IDFv1 binary layout — header / entry / flag types + LE codec helpers.

Wire layout per .claude/PLAN-dict-format-IDFv1.md. Little-endian throughout (x86_64 + arm64 are both LE; cross-platform safe). Alignment-strict: section boundaries are 8-byte aligned; Entry is exactly 16 bytes packed.

Structs§

EntryFlags
Per-entry flag bits. Bit assignments are stable across IDFv1.
EntryRecord
Per-entry record (16 bytes packed). word_offset and code_offset are u24 (3 bytes); they point into the string pool. log_prior is signed Q4 fixed-point (one log unit per 16 integer steps, per inputx_scoring::Q4). raw_freq is the original pre-quantization corpus frequency (added v1.4.7 sub-phase A4 step 1) — it lets cement-side cement rebuild a lossless tiebreaker when two entries land in the same Q4 log_prior bucket (e.g. 乎/护 for code hu, both quantize to Q4=170; raw_freq distinguishes them).
Header
Header, mirrors the on-disk 64-byte layout exactly. All integer fields are little-endian on disk; the public struct holds host-byte values (decoded on parse, encoded on to_bytes).

Enums§

EngineKind
Which engine the dict serves. Stable u8 across versions so dispatch code can match without translation.
Version
Format version. v1 = the layout described in .claude/PLAN-dict-format-IDFv1.md. Future v2+ will live alongside via the format_version header byte; v1 readers MUST reject unknown versions with a clear error.

Constants§

ENTRY_SIZE
Fixed per-entry size in bytes.
FULL_HEADER_SIZE
Total on-disk header region (header + sha256 area). Sections begin here.
HEADER_SIZE
Fixed header size in bytes. Sections begin at HEADER_SIZE.
MAGIC
Magic bytes at file offset 0. ASCII "IDFv".
SHA256_SIZE
Reserved byte length for the sha256 region immediately after the 64-byte header proper.

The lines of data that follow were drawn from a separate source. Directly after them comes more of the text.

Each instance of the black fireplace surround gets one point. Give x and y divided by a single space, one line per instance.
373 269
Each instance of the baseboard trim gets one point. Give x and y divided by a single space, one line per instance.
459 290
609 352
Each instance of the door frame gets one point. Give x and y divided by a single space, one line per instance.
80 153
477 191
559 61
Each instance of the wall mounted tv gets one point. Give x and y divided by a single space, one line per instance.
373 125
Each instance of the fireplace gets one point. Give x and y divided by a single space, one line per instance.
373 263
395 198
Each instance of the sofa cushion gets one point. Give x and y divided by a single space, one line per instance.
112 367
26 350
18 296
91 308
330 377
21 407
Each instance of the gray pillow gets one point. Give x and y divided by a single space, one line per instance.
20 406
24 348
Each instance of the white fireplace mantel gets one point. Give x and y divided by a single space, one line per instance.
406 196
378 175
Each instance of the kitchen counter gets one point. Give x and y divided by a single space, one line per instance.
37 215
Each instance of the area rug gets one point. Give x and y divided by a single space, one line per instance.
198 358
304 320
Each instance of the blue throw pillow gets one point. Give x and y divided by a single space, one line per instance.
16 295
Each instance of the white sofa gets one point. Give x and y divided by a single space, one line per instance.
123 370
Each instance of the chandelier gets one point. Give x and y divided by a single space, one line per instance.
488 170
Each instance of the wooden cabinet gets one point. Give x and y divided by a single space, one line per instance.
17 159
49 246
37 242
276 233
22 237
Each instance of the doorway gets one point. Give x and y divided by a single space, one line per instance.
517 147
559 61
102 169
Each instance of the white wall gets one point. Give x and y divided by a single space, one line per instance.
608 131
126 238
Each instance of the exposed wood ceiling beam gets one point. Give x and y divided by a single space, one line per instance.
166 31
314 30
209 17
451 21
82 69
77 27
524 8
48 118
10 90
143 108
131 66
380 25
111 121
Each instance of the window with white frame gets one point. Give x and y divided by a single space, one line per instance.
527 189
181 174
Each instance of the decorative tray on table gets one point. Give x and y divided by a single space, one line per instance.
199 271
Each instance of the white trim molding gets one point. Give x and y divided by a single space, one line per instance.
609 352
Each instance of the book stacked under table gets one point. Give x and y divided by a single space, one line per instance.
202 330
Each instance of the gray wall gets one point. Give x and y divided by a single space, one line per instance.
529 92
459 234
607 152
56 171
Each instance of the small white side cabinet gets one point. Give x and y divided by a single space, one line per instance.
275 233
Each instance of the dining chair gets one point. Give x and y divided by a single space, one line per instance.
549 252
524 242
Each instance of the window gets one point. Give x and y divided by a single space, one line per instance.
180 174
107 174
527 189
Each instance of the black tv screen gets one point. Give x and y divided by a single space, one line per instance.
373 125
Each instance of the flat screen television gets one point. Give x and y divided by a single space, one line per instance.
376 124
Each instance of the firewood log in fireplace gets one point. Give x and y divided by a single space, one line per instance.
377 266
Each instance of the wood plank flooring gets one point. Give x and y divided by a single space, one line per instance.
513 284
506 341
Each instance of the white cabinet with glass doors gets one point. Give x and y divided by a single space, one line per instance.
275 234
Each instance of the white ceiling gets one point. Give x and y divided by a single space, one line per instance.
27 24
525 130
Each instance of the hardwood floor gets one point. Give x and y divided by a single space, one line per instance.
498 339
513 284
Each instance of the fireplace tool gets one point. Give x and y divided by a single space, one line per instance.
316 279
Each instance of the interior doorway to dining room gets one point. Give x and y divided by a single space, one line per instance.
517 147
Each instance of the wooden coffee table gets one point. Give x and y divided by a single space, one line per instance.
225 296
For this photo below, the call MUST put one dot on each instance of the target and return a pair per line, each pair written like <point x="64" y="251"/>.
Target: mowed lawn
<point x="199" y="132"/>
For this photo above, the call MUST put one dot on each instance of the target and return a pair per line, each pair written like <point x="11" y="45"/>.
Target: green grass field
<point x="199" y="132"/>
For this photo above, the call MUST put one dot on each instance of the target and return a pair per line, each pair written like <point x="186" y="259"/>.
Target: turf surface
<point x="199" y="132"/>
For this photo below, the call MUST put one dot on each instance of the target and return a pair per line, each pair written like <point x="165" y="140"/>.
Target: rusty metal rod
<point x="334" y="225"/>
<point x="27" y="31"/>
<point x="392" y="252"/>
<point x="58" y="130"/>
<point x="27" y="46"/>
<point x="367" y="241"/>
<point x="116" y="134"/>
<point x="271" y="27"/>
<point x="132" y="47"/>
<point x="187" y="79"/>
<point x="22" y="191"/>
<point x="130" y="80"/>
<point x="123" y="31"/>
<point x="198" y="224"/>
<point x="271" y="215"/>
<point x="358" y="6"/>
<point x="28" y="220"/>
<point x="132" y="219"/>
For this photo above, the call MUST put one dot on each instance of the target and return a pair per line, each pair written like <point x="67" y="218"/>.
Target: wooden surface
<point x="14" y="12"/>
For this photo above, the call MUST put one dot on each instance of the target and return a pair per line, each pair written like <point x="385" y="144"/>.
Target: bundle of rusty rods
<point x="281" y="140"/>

The full on-disk header region is HEADER_SIZE + SHA256_SIZE = 96 bytes; sections begin at offset 96.

Functions§

decode_match_type
Decode EntryRecord::match_type back to inputx_scoring::MatchType. Inline payload fields are zeroed; callers attach runtime values.
encode_match_type
Encode an inputx_scoring::MatchType into the single u8 stored in EntryRecord::match_type. Round-trippable via decode_match_type. Inline payload (proximity / fuzzy cost / bigram_links) is lost on encode — the writer uses Exact for entries that have a fixed dict-baseline classification; runtime paths attach the inline payload based on how the buffer matched.